Inorbit Cyberabad (Hyderabad) has a gross leasable area of 800,000 square feet. It was launched in 2009 and is also the biggest of all the Inorbit malls. It is located at Mindspace, Madhapur in Hitech City, Hyderabad.

==Inorbit Whitefield==
Inorbit Whitefield has a gross leasable area of 339,000 square feet. The mall was opened in 2012. It was located in Whitefield, Bengaluru. This mall was closed in 2021.

==Inorbit Vadodara==
Inorbit Vadodara has a gross leasable area of 474,000 square feet. The mall was inaugurated in 2013 and is located on Bhailal Amin Marg (Alembic Road) in Gorwa. It is one of the largest malls of Vadodara.

==Inorbit Hubballi==
Inorbit Hubballi was opened in August 2025 and is located on Gokul Road, Hubballi. It has a gross leasable area of 500,000 sq ft.

==Inorbit Visakhapatnam==
In July 2022, it was announced that Raheja Group will open Inorbit Mall in Visakhapatnam near Saligramapuram.

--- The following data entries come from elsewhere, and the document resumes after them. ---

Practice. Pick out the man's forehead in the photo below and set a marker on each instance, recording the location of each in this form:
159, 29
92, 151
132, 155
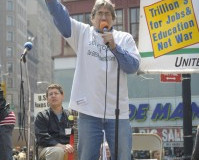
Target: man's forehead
104, 9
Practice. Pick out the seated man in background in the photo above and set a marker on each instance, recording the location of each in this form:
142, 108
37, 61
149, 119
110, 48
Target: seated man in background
52, 127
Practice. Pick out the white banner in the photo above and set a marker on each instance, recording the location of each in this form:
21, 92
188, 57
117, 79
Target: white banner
40, 103
169, 36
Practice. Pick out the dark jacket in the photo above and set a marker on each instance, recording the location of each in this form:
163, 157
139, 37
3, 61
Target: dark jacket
49, 131
195, 154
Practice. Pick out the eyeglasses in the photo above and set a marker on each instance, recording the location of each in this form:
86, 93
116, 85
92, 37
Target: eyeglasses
53, 93
106, 14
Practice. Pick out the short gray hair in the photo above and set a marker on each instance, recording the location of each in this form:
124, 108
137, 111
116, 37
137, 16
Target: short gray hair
106, 3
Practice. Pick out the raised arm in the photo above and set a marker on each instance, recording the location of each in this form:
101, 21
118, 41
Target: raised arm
60, 16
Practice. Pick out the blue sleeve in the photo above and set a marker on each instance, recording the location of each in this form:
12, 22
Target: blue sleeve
60, 16
128, 63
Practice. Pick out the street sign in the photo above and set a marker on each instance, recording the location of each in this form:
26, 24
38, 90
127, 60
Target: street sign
170, 78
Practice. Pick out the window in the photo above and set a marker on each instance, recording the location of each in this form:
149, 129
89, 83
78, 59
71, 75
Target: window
134, 22
9, 36
119, 20
9, 21
9, 82
9, 67
9, 52
10, 6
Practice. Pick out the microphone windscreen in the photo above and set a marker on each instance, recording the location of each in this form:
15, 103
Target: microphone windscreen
28, 45
104, 26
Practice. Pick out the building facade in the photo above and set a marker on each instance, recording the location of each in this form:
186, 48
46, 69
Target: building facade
154, 106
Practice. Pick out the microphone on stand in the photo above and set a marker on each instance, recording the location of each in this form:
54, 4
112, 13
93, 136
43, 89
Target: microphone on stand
27, 47
104, 26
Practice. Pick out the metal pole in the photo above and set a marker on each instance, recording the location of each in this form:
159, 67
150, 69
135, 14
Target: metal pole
187, 116
29, 113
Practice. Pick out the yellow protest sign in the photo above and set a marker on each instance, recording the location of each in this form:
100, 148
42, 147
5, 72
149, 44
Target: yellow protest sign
172, 25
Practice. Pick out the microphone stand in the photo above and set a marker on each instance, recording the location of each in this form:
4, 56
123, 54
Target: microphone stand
23, 59
117, 112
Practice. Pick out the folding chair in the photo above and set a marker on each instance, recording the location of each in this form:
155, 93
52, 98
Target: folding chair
147, 141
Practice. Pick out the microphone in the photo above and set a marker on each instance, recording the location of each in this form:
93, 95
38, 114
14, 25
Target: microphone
104, 26
27, 47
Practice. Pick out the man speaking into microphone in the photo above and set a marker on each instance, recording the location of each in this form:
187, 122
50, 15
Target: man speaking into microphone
99, 49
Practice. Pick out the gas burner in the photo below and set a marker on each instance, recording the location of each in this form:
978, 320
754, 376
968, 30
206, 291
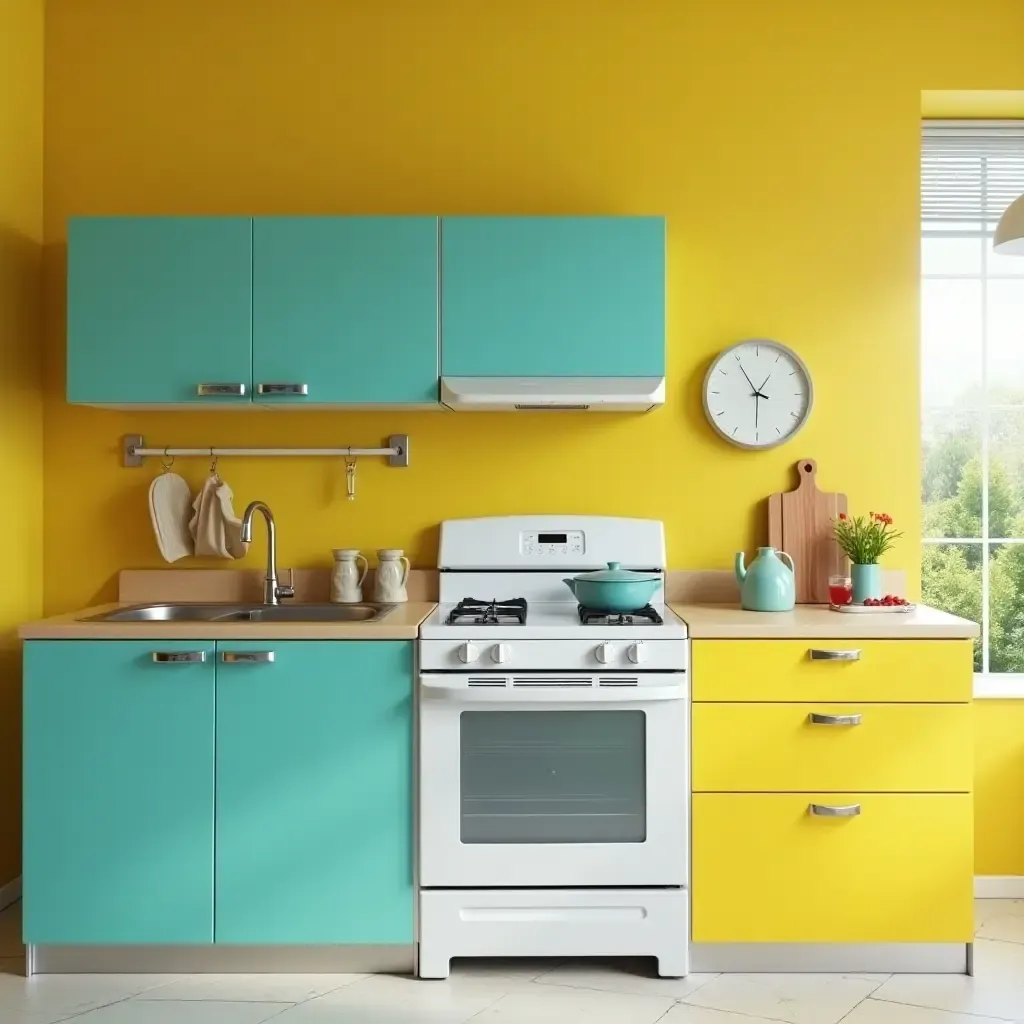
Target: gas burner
642, 616
488, 612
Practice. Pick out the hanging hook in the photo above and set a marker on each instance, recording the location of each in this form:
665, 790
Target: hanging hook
350, 477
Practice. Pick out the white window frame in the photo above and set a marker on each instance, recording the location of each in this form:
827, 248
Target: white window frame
986, 684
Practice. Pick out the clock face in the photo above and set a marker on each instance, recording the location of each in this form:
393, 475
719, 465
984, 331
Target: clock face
758, 393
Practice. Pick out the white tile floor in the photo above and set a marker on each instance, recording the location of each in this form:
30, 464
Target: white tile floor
532, 992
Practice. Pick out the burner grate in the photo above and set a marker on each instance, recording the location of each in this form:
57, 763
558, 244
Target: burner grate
641, 616
473, 612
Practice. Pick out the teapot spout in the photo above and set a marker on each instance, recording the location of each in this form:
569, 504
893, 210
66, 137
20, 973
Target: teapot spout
740, 566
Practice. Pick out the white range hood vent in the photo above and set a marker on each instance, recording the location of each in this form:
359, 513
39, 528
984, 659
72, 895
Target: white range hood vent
596, 394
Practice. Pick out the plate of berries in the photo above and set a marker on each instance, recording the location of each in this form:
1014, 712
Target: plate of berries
889, 603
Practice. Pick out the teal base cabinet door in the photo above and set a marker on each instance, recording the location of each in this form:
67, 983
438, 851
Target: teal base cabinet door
160, 310
313, 832
553, 297
119, 776
345, 310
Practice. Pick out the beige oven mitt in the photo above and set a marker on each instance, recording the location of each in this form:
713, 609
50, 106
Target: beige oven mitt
214, 527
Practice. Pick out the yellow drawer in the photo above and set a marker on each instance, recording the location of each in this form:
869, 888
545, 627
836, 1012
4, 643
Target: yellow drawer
766, 870
924, 671
771, 748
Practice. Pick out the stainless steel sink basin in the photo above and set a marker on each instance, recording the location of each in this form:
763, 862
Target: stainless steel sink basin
190, 612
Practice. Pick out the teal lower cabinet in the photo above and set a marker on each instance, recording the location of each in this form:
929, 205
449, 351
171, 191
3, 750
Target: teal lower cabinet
119, 777
313, 781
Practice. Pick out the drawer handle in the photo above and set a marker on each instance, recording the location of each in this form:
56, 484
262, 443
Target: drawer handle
178, 656
834, 810
834, 655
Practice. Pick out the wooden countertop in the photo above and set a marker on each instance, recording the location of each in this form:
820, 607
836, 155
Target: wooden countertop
400, 624
729, 622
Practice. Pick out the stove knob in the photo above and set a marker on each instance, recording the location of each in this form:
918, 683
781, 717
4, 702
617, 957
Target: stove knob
468, 652
637, 652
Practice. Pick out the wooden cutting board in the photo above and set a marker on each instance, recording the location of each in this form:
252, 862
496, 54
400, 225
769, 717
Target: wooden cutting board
800, 523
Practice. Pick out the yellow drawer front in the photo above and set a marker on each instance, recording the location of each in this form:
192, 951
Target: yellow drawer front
772, 748
924, 671
765, 870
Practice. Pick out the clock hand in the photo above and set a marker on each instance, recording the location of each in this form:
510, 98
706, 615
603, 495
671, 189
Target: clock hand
754, 390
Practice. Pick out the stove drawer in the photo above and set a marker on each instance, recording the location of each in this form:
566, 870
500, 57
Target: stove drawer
775, 748
553, 923
890, 671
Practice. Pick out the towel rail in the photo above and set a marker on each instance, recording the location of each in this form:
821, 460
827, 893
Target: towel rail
134, 451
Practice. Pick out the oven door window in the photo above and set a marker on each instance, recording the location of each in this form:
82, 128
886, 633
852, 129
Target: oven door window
553, 776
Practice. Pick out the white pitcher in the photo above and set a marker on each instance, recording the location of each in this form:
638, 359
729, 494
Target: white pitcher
346, 580
391, 576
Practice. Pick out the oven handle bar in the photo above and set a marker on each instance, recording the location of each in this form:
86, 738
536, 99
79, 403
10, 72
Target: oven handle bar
438, 688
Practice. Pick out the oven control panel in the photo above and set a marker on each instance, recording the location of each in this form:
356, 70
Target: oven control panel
539, 544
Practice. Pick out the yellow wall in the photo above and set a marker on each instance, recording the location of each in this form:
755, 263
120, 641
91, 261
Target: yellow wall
781, 141
20, 368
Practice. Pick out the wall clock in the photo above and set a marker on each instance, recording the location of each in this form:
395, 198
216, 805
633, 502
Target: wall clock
758, 393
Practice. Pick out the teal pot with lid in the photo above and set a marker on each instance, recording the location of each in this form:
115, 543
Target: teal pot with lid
613, 589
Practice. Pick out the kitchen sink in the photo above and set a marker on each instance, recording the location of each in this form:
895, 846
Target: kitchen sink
194, 612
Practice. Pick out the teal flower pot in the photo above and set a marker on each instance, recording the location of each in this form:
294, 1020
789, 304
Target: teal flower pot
866, 582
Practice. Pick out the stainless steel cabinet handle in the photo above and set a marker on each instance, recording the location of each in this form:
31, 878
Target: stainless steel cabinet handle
834, 810
834, 655
247, 656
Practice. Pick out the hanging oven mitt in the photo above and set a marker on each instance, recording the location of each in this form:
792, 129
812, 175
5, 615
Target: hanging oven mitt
214, 527
169, 497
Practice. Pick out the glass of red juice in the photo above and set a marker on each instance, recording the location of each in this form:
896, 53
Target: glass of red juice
840, 590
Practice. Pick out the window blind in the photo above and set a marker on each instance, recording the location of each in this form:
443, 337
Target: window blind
970, 172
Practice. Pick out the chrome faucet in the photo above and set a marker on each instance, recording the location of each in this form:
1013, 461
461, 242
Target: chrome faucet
271, 592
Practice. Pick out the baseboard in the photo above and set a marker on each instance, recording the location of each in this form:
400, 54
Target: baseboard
998, 886
10, 893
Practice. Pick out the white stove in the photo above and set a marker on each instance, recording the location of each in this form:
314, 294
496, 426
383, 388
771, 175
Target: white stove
553, 751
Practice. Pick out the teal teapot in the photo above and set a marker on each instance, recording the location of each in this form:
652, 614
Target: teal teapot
769, 584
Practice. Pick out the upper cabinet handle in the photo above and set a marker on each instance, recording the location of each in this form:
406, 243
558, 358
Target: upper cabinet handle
834, 655
815, 719
247, 656
178, 656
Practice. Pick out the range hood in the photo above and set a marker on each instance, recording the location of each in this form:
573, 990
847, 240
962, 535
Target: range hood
597, 394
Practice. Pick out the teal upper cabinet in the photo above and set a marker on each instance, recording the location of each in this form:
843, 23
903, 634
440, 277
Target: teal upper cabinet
346, 306
553, 297
119, 782
313, 819
158, 307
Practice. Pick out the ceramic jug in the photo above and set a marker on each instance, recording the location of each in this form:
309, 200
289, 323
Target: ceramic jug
346, 578
391, 576
769, 584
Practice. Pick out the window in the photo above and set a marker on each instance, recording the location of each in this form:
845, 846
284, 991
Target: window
973, 390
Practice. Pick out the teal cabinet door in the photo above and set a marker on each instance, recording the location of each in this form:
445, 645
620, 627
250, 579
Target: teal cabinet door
313, 833
118, 792
157, 307
553, 297
346, 306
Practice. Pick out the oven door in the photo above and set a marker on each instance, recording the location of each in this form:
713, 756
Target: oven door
560, 779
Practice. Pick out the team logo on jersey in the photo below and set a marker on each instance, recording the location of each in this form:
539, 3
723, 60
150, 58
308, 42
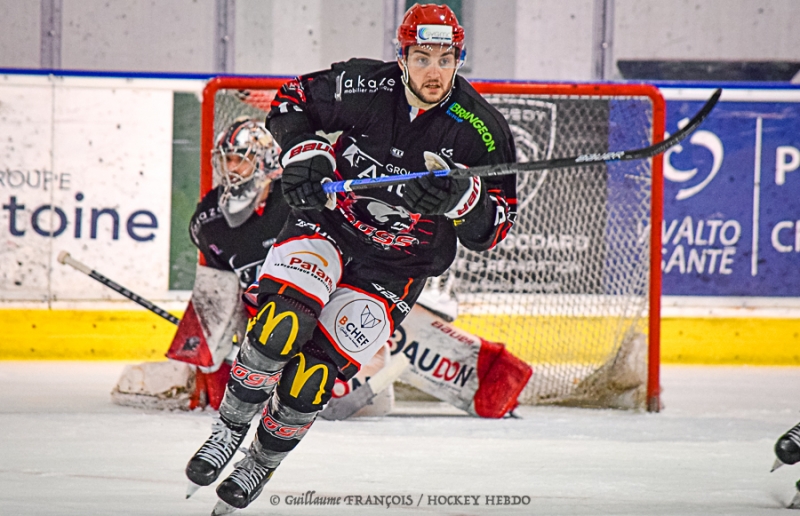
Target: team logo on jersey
383, 224
359, 324
459, 114
252, 378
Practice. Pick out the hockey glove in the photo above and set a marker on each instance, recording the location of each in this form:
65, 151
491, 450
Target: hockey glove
452, 197
307, 163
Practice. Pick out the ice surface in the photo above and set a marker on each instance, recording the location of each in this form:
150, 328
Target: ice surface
65, 449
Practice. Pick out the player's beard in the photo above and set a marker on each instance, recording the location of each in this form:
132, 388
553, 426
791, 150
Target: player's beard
432, 99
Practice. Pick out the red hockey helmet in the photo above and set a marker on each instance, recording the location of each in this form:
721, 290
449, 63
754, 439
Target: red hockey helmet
430, 24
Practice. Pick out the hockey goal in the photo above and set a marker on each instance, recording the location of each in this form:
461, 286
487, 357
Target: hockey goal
570, 290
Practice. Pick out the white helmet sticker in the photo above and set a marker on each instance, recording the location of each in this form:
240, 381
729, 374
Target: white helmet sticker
434, 35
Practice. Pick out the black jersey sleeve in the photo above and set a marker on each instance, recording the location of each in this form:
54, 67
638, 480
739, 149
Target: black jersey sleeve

The mall was constructed on a 16.3 acres land allotted by the Visakhapatnam Port Authority and opened to the public in March 2026.

==Acquisitions==

In 2011, it was reported that Inorbit was interested in buying under-construction malls in Delhi and Kochi to expand its business.

In 2026, Inorbit acquired Prozone malls at Chhatrapati Sambhajinagar (Aurangabad) and Coimbatore.